2. Sertifikat Produk Penggunaan Tanda Standar Nasional INDONESIA selanjutnya disebut SPPT-SNI adalah Sertifikat Produk Penggunaan Tanda SNI yang dikeluarkan Lembaga Sertifikasi Produk kepada Produsen yang mampu menghasilkan barang dan atau jasa yang sesuai persyaratan SNI.
3. Lembaga Sertifikasi Produk yang selanjutnya disebut LSPro adalah lembaga yang telah diakreditasi oleh Komite Akreditasi Nasional dan atau ditunjuk dengan Peraturan Menteri Perindustrian untuk melakukan kegiatan Sertifikasi Produk Penggunaan Tanda SNI.
4. Komite Akreditasi Nasional yang selanjutnya disebut KAN adalah suatu Lembaga Non Struktural yang berada di bawah dan bertanggung jawab langsung kepada PRESIDEN, yang berwenang untuk mengakreditasi lembaga/laboratorium untuk melakukan kegiatan sertifikasi.
5. Direktur Jenderal Pembina Industri adalah Direktur Jenderal Industri Agro dan Kimia, Departemen Perindustrian.

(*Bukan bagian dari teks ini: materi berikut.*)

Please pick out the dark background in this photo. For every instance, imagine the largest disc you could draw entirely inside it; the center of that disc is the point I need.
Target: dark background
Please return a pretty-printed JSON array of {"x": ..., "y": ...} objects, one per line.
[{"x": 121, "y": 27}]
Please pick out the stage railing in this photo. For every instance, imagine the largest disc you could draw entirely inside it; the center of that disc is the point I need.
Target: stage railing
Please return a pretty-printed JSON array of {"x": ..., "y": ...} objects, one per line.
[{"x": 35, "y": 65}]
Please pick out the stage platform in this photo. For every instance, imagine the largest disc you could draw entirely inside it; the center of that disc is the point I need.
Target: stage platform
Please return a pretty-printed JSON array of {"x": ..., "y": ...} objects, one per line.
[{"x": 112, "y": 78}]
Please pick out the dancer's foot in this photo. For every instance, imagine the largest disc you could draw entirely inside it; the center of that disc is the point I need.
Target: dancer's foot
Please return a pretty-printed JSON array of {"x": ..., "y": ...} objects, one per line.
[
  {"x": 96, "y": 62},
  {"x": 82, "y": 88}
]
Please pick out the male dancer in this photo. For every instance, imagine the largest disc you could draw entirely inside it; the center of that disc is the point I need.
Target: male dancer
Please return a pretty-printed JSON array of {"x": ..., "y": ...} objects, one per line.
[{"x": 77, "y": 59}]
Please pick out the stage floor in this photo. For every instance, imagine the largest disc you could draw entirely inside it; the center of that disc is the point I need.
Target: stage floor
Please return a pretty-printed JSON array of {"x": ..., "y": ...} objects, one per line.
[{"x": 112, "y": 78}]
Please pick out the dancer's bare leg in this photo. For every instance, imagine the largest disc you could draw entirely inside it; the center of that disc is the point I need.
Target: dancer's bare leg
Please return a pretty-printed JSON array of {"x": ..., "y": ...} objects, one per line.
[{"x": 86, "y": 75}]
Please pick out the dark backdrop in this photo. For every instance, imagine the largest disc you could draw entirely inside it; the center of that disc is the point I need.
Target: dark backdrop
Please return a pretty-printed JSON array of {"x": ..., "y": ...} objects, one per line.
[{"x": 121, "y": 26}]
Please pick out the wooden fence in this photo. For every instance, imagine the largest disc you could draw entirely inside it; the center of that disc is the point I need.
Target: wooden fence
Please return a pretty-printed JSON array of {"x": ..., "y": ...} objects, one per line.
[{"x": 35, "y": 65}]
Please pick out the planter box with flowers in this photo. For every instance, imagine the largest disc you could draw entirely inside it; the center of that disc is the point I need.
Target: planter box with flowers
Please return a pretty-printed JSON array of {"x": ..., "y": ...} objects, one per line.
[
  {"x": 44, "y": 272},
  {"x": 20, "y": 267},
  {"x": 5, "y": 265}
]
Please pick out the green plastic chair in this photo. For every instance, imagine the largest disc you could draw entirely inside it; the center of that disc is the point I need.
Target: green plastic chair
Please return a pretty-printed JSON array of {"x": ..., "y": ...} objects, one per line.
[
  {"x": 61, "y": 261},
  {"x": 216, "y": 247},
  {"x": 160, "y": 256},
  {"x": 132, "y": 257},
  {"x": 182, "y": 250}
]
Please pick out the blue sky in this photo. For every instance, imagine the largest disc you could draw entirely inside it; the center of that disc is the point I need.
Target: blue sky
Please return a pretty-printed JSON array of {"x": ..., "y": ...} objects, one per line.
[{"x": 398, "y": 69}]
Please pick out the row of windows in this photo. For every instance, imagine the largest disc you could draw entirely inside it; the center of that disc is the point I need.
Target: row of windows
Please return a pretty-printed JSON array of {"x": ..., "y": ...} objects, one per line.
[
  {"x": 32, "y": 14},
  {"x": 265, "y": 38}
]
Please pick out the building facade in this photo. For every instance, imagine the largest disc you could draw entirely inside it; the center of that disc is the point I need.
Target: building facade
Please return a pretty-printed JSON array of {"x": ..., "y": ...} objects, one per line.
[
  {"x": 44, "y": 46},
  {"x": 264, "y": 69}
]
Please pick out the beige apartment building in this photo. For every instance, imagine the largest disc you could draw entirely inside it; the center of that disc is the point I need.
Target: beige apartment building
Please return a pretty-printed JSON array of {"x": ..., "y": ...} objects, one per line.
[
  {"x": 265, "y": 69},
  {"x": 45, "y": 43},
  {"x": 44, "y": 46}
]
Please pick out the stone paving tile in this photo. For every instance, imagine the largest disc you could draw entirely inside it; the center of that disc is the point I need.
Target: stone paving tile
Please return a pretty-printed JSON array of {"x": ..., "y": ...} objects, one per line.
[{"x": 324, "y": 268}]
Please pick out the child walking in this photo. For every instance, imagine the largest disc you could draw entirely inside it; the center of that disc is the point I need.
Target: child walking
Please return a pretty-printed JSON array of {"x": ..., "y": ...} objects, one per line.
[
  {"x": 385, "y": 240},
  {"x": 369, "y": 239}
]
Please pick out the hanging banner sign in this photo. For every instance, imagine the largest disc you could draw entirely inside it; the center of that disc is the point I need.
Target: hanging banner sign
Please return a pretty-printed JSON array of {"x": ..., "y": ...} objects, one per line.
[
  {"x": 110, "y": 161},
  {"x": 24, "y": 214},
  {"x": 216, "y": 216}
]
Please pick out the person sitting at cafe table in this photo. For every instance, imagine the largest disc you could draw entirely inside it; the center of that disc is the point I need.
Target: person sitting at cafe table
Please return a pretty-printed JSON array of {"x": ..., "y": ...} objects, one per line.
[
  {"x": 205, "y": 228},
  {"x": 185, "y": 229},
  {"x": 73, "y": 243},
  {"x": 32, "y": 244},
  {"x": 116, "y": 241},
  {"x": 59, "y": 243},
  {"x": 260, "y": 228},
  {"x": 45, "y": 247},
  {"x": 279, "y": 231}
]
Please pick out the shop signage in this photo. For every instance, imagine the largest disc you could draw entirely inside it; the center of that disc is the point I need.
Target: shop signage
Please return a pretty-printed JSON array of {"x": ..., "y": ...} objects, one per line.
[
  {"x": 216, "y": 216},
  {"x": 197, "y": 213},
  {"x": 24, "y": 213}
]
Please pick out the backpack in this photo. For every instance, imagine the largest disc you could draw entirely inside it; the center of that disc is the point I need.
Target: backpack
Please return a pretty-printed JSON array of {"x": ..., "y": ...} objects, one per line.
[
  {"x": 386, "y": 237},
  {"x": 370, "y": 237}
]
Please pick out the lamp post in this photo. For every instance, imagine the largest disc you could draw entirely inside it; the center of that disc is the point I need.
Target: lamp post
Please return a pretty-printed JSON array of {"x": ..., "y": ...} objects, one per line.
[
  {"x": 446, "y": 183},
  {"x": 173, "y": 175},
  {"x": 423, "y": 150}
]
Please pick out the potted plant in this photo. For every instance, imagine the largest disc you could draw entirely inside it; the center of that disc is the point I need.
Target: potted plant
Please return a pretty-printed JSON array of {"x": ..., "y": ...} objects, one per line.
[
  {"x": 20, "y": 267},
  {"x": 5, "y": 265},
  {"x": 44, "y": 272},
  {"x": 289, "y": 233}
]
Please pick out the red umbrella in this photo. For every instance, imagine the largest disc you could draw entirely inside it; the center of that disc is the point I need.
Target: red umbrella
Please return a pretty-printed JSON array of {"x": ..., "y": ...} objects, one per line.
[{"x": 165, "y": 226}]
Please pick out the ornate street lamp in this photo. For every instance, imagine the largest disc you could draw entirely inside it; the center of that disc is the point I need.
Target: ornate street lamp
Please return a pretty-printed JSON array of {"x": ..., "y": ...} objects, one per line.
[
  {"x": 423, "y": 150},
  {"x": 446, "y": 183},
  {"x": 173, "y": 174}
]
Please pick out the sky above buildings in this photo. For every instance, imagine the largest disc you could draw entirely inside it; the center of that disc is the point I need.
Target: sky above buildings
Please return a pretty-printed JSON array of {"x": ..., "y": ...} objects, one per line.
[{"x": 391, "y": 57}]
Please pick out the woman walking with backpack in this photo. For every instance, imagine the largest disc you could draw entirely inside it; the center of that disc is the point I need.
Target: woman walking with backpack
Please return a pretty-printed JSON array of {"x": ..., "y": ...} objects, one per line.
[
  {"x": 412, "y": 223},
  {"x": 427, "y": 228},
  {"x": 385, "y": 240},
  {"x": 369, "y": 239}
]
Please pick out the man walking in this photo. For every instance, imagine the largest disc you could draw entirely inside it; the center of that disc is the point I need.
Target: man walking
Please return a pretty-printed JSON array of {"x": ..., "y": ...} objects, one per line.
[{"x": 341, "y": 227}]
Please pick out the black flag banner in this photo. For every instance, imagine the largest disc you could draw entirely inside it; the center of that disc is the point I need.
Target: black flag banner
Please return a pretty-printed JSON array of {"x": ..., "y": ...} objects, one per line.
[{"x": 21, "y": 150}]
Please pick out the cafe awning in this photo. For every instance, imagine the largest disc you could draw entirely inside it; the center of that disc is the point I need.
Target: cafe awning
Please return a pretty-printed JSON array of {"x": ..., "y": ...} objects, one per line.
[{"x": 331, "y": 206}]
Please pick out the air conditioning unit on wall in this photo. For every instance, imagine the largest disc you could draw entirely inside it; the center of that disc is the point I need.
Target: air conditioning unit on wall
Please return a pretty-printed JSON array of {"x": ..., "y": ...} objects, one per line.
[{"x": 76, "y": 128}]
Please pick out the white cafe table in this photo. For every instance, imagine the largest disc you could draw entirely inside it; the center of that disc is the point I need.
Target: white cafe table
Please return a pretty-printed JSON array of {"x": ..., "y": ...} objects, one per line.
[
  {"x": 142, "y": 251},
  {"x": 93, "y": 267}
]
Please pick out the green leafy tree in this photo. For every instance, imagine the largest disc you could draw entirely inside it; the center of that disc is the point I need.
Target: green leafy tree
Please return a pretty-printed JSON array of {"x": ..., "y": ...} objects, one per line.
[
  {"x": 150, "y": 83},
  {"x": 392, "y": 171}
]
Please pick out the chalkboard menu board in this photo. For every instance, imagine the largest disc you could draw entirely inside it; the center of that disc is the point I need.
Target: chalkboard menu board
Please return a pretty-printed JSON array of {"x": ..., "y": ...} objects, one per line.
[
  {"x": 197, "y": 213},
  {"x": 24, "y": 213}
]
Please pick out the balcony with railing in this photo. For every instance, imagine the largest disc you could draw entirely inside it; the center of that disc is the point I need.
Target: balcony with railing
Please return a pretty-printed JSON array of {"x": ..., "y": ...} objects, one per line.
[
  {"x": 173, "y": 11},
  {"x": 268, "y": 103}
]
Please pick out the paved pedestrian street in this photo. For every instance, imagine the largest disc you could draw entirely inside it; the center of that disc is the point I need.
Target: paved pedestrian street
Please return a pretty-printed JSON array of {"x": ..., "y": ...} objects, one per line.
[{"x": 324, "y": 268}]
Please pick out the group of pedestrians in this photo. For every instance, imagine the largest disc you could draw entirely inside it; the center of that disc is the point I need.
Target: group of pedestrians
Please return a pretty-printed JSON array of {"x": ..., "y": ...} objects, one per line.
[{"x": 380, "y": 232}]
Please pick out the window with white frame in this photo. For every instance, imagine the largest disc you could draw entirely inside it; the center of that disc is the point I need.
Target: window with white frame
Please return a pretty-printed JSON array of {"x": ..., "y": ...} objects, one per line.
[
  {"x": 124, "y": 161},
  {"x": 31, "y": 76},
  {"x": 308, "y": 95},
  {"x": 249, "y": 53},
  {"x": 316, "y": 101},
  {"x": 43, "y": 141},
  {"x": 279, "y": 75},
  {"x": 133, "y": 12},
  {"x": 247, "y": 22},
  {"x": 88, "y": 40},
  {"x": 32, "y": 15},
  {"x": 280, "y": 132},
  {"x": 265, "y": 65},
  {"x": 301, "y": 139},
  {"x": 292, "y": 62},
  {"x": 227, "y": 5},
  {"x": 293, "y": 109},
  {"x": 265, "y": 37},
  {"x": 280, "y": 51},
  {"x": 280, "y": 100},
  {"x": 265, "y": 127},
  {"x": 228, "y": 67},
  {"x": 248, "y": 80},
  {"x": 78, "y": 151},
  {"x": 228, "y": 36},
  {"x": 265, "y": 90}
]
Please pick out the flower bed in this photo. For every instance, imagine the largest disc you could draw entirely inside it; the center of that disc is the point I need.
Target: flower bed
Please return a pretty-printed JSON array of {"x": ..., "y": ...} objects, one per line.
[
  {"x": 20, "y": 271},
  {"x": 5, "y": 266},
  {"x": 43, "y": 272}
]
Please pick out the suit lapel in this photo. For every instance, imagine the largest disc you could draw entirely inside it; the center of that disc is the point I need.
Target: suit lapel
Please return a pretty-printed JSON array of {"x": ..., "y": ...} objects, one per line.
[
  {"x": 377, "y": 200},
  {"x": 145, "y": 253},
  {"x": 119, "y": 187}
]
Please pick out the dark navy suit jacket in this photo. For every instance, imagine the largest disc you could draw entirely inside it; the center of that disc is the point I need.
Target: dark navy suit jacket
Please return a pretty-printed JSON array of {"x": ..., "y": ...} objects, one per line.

6. Kepala BPPI adalah Kepala Badan Penelitian dan Pengembangan Industri, Departemen Perindustrian.
7. Kepala Dinas Provinsi adalah Kepala Dinas Provinsi yang melaksanakan tugas urusan pemerintahan di bidang perindustrian.
8. Kepala Dinas Kabupaten/Kota adalah Kepala Dinas Kabupaten/Kota yang melaksanakan tugas urusan pemerintahan di bidang perindustrian.